Flares into Darkness also claims that overall rates of death could be affected by the fact that deaths with specific causes could be correlated: a car bomb, for example, could kill several people at once in neighboring houses. If the sample happened to take in a neighborhood that took a bad hit from car bombs, then it could lead to an incorrect extrapolation to the whole population, when, the researchers just happened to sample a badly-hit area.
Yet again, it is standard statistical protocol in a cluster sampling survey to take this into account. The authors adjust for the fact that there is higher correlation within clusters than across clusters. As the authors point out in their analysis section, “The SE (standard error) for mortality rates were calculated with robust variance estimation that took into account the correlation between rates of death within the same cluster over time.”
While the authors did consider the issue of correlated deaths, it should also be noted that even if the authors did not correctly account for these correlations, the affect would be to widen the confidence interval, not lower the estimate. For just as correlated deaths could mean that what the observers saw was a fluke, it could also mean that the observers didn’t see the truly bad parts.
The last criticism that has spread widely in the blogosphere is that the pre-war mortality rates were underestimated. Since this study used prewar death rates to estimate how many deaths would have occurred anyway – and subtracted these off to obtain the “excess deaths,” a lower pre-war death rate makes for a higher estimate of excess deaths. There is little compelling reason to believe that the prewar death rates were underestimated, as they were corroborated by the the study itself.
The study found a prewar death rate of 5.5 per 1000 people per year, which was roughly the same as that found by the CIA and the U.S. Census bureau, according to Gilbert Burnham, one of the authors of the study from John Hopkins University. In other words, the prewar death rate was not just “invented” or taken from an unreliable source; it was supported by data from the same interviews.

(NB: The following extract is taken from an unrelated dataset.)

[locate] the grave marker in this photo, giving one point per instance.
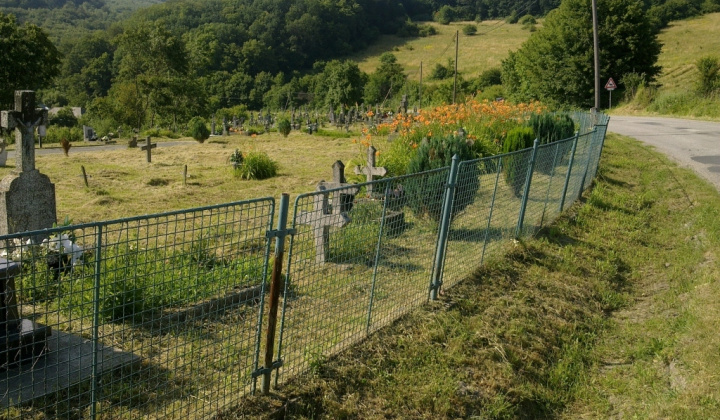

What should we not take from this study?
The Lancet study does an excellent job in counting the dead, but its purpose does not lie in pointing fingers. While the study reports that 31 percent of excess deaths were caused by coalition forces, it is possible that those reporting the crimes might be biased by anit-coalition sentiment. Those families may be more likely to believe and report that a violent death was attributable to coalition forces. Of course, bias could go the other direction as well – we simply do not know. We also cannot assess who died – civilians or those involved with the armed conflict. Again, it would be easy to see how bias would affect reports by family members.
The methods used by this study are the only scientific methods we have for discovering death rates in war torn countries without the infrastructure to report all deaths through central means. Instead of dismissing over half a million dead people as a political ploy, as did Anthony Cordesman of the Center for Strategic & International Studies in Washington, we ought to embrace science as opening our eyes to a tragedy whose death scale has been vastly underestimated until now.